Microsoft has cracked down on a cybercriminal group known for creating and selling fraudulent Microsoft accounts to other threat groups that they then use for various cybercrime-related activities, from phishing to ransomware attacks. The group, which Microsoft tracks as Storm-1152, has made millions of dollars selling 750 million of these types of accounts to prolific cybercrime groups like Scattered Spider and various ransomware actors.
In response, Microsoft on Dec. 7 obtained a court order from the Southern District of New York allowing the company to seize U.S.-based infrastructure and take websites used by Storm-1152 offline. Microsoft also disrupted a website used to sell fake Microsoft Outlook accounts, called Hotmailbox[.]me, three websites (1stCAPTCHA, AnyCAPTCHA, and NoneCAPTCHA) used to bypass the confirmation methods set up by technology platforms to ensure accounts are created by real people, and the social media sites used to market these services. As part of its takedown efforts, Microsoft worked closely with Arkose Labs, a bot management vendor.
“With today’s action, our goal is to deter criminal behavior,” said Amy Hogan-Burney, general manager, Associate General Counsel, Cybersecurity Policy and Protection at Microsoft. “By seeking to slow the speed at which cybercriminals launch their attacks, we aim to raise their cost of doing business while continuing our investigation and protecting our customers and other online users.”

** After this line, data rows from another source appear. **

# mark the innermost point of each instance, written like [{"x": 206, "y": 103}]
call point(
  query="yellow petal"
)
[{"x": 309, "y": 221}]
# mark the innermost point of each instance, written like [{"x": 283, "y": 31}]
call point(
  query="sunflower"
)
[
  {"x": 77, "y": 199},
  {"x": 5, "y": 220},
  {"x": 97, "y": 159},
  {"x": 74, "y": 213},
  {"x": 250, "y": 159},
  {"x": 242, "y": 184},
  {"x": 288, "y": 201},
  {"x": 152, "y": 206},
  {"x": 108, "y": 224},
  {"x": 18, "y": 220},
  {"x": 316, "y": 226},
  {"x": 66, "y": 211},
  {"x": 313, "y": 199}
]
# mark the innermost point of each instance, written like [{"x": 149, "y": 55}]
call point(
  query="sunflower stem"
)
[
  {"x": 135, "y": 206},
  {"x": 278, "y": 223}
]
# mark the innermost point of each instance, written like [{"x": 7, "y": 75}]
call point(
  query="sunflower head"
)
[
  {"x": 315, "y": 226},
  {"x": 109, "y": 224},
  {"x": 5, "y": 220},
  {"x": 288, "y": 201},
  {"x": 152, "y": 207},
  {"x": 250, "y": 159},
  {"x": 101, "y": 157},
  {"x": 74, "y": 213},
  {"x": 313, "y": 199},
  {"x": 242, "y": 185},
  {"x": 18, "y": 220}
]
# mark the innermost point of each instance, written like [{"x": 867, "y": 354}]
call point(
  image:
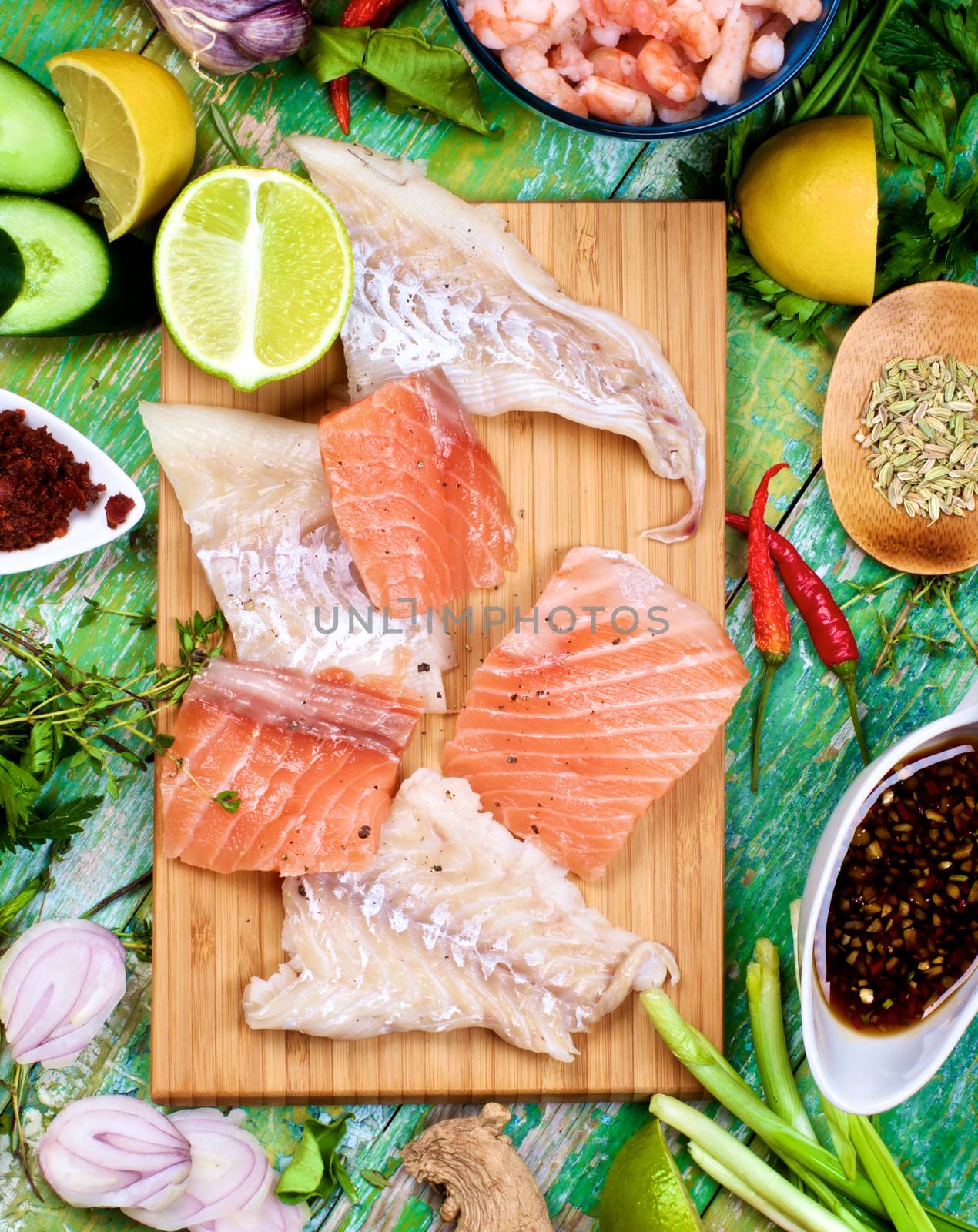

Threat actors abuse Microsoft accounts as part of various attacks, from distributed denial-of-service (DDoS) attacks to mass phishing and spam attacks. The use of these accounts in many cases help cybercriminals bypass identity verification software and evade detection, and the ability for threat actors to buy these types of accounts in droves - rather than having to set them up themselves - significantly reduces the time and effort of their attacks.
“Storm-1152 plays a significant role in the highly specialized cybercrime-as-a-service ecosystem,” said Hogan-Burney on Wednesday. “Cybercriminals need fraudulent accounts to support their largely automated criminal activities. With companies able to quickly identify and shut down fraudulent accounts, criminals require a greater quantity of accounts to circumvent mitigation efforts. Instead of spending time trying to create thousands of fraudulent accounts, cybercriminals can simply purchase them from Storm-1152 and other groups.”
Researchers with Microsoft Threat Intelligence and the Arkose Cyber Threat Intelligence Research unit analyzed the malicious U.S.-based infrastructure used by Storm-1152, and as part of this investigation they were able to expose the identities of several key actors behind the threat group and submit a related criminal referral to U.S. law enforcement. These individuals include Duong Dinh Tu, Linh Van Nguyễn (also known as Nguyễn Van Linh), and Tai Van Nguyen, all based in Vietnam, said Microsoft.
“Our findings show these individuals operated and wrote the code for the illicit websites, published detailed step-by-step instructions on how to use their products via video tutorials and provided chat services to assist those using their fraudulent services,” according to Microsoft.
Microsoft’s announcement comes as technology providers hunt for new ways to step up their defense strategies in order to prevent threat groups from leveraging legitimate cloud storage, email and messaging platforms in their cyberattacks. Microsoft, for instance, announced last year it had suspended 20 malicious OneDrive applications associated with an operational group based in Lebanon. This disruption is different, however, because it hits at the group that’s actually behind the sale of these types of fraudulent accounts. While Microsoft’s disruption activity doesn’t fully stomp out Storm-1152, it does deal a blow to the threat group’s activities.
“We are sending a strong message to those who seek to create, sell or distribute fraudulent Microsoft products for cybercrime: We are watching, taking notice and will act to protect our customers,” said Hogan-Burney.